"There are four schools of thought about climatic change. One finds evidence that we are entering the next Ice Age; another is as confident that the earth is getting warmer; a third believes that there has been no significant change in historical times; and the fourth is agnostic in such matters. Similarly, there are some who believe in weather cycles, and others who do not; one of my pet ideas is that the best-marked 35-year cycle of them all is that of a belief in meteorological cycles."

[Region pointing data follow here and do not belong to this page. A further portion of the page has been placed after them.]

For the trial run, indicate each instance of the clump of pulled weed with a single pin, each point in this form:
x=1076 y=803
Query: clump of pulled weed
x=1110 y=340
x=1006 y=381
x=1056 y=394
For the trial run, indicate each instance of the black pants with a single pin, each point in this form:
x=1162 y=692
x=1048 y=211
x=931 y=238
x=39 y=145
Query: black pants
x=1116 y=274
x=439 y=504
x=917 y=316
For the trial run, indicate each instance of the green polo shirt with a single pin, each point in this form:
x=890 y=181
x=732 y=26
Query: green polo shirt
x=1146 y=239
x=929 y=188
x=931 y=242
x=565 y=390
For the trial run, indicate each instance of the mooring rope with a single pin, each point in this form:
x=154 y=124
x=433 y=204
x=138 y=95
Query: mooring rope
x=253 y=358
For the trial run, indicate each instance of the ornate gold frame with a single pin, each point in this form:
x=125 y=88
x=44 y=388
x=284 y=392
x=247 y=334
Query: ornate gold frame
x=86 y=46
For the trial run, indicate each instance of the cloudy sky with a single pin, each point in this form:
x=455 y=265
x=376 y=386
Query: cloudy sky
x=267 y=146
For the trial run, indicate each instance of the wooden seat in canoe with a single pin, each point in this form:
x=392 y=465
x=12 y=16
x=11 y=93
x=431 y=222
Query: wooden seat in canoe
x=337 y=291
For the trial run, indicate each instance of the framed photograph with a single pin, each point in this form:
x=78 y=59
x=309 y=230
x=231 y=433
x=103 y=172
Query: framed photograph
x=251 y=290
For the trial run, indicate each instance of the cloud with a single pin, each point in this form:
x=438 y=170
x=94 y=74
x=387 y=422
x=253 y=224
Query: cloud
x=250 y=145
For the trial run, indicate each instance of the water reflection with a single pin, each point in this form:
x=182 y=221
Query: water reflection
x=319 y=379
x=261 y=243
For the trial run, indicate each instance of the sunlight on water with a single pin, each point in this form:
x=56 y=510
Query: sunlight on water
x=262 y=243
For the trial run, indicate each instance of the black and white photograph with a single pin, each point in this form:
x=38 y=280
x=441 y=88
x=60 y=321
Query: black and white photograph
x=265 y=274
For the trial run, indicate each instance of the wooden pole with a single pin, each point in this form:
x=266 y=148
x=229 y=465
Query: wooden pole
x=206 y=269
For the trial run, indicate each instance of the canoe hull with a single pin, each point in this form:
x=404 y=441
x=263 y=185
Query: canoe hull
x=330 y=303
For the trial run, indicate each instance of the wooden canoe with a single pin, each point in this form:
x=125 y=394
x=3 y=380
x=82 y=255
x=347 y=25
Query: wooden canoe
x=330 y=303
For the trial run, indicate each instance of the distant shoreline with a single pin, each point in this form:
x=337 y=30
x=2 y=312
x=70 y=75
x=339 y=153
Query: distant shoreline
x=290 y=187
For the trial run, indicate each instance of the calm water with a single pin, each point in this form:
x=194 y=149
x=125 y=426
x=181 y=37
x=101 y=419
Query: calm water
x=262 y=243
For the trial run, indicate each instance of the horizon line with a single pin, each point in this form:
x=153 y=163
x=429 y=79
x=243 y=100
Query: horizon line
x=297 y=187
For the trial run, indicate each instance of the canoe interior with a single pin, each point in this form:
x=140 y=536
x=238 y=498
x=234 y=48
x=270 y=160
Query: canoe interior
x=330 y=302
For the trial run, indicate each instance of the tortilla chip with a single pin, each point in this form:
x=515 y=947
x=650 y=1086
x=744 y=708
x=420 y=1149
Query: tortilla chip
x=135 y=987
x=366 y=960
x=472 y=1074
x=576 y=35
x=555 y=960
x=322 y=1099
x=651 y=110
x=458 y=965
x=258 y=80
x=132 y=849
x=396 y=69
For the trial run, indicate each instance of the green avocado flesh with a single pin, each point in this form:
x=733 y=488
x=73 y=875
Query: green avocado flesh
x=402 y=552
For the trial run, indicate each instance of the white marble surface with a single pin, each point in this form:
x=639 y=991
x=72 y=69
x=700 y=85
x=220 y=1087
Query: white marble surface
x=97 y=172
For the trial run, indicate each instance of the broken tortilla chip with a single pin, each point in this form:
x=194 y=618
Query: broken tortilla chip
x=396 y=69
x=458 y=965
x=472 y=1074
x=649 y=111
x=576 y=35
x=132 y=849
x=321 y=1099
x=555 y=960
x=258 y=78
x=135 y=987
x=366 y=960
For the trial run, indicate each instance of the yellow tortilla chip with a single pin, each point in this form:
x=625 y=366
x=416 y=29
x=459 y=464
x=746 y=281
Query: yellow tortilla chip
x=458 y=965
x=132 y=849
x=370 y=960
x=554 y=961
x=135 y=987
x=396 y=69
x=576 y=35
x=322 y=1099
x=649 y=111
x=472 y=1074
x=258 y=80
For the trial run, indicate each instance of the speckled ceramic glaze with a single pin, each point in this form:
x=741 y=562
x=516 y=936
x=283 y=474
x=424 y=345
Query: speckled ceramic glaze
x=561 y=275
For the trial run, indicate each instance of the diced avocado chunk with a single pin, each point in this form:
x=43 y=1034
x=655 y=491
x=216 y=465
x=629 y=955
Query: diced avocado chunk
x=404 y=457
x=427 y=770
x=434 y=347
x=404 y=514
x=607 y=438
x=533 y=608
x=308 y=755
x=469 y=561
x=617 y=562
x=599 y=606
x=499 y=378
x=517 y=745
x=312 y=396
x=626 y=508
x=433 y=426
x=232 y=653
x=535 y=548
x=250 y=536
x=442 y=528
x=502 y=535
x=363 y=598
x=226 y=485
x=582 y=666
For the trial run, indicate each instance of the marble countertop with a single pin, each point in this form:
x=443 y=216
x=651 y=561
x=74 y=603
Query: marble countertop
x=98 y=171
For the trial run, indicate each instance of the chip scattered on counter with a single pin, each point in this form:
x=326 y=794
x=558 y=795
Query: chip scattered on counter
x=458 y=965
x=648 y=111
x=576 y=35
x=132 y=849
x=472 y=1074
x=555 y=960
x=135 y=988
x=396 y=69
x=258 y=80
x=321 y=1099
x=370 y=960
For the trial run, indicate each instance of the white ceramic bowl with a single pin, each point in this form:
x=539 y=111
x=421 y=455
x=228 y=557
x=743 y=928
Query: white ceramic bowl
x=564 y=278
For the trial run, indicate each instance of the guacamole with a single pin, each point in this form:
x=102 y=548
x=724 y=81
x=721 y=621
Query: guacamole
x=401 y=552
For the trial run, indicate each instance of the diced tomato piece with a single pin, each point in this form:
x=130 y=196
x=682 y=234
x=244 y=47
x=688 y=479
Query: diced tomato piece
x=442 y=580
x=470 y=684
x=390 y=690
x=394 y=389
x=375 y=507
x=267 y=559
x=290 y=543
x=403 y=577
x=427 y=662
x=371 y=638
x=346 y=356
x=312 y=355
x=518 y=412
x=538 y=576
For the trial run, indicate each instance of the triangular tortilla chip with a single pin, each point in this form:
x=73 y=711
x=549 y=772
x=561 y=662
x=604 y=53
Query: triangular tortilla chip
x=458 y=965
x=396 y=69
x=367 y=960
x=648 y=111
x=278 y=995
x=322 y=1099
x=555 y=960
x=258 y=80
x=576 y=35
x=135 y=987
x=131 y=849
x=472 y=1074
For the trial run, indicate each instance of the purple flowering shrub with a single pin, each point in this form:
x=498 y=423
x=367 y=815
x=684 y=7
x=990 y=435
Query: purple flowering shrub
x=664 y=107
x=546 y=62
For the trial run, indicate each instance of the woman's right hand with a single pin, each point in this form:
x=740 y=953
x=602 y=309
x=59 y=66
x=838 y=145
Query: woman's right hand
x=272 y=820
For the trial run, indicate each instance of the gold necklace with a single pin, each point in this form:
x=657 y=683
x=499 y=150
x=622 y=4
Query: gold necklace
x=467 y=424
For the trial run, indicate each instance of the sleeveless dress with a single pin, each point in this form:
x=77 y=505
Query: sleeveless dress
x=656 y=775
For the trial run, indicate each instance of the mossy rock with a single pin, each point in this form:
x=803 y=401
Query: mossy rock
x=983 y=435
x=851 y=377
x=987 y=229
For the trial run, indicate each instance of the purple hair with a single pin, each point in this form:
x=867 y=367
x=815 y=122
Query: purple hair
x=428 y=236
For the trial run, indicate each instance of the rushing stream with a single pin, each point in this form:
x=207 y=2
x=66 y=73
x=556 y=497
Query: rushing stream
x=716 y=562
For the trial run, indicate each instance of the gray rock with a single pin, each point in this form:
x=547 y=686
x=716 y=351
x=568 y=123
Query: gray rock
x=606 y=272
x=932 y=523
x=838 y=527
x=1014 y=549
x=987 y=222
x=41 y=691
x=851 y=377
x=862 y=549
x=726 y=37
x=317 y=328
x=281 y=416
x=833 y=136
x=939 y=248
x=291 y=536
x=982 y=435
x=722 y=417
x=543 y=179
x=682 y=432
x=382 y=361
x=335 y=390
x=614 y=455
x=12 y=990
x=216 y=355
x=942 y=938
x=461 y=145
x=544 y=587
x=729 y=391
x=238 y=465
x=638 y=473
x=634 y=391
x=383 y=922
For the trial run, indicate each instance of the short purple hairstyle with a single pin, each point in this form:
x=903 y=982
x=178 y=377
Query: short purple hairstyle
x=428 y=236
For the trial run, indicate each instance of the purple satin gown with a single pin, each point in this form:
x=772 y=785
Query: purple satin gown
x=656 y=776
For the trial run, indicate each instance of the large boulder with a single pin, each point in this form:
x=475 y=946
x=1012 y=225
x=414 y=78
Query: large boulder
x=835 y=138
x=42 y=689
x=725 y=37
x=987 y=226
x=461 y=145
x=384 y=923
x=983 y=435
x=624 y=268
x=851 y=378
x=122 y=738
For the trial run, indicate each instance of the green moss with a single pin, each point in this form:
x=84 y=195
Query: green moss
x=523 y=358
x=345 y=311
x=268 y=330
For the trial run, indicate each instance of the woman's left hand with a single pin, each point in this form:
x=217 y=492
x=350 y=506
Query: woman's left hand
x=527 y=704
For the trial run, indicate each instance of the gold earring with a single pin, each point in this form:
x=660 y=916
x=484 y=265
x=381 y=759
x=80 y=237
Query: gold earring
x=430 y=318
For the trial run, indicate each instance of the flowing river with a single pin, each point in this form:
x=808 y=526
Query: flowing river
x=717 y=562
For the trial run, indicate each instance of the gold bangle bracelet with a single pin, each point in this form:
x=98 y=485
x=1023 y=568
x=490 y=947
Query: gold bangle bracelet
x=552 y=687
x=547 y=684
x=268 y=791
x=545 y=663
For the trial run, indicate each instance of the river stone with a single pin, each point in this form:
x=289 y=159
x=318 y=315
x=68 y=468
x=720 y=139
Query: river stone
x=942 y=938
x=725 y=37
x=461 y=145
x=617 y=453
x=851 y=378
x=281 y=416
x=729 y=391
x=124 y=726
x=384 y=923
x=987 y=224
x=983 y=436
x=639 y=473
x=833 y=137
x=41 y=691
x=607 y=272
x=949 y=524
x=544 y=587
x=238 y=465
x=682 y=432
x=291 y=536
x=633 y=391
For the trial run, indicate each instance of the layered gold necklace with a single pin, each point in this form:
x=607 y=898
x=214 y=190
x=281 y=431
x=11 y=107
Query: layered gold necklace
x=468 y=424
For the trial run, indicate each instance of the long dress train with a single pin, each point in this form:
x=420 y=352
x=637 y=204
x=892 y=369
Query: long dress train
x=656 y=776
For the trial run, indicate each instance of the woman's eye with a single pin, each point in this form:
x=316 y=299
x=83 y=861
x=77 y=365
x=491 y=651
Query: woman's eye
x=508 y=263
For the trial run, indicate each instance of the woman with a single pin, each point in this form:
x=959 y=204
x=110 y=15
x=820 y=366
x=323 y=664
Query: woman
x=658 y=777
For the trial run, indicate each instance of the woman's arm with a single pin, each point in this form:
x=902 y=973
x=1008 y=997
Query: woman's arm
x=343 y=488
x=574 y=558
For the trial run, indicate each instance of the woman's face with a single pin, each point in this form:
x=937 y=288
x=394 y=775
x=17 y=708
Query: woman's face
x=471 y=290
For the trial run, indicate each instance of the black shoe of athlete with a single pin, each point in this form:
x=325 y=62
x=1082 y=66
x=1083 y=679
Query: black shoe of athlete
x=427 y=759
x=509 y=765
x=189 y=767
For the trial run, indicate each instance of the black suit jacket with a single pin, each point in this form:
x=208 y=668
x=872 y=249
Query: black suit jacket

These thoughts, typical of the wry and impish cynicism of the man, were penned some years ago by Fred E. Dixon, one of the great characters of Irish meteorology. Perhaps he would not have cared to hear himself described as such, for Fred was British to the core, and very proud of it. Yet in half a dozen different spheres of intellectual endeavour, he made an Irish institution of himself.
As far as we know, Fred's first serious thoughts on Ireland came to him as a young man of 26, then working as a meteorologist in Edinburgh. He saw an advertisement in the scientific journal Nature by which recruits were sought for the newly-established Irish Meteorological Service; Fred applied and was successful, and began his new career at Foynes, Co Limerick, in March, 1939.
He was to serve for nearly 40 years, in due course training a generation of Irish meteorologists, heading the Central Forecasting Office in Dublin, and finally ending his official career in charge of the Meteorological Service's climatological division.
But it was the way in which he married his meteorological vocation to his myriad of other interests that made Fred unique. He had a deep knowledge of the history of his adopted city, and the texts of his seminal lectures to the Old Dublin Society on The Weather in Old Dublin are still consulted as the standard work on the climate of our capital in historical times - and are much thumbed, it must be said, by Weather Eye. He was also an avid collector of almost anything at all collectable, and his writings on the weather as portrayed on postage stamps are typical of his idiosyncratic genre.
Non-meteorologists may remember Fred Dixon as a frequent and innocently provocative contributor to the letters page of this newspaper. But if in aught he was eccentric, he was also the epitome of the perfect gentleman.
In all my years in meteorology, I have yet to hear him spoken of except with great affection. And thus does Weather Eye remember Fred E. Dixon this morning, on the 10th anniversary of his death on September 4th, 1988.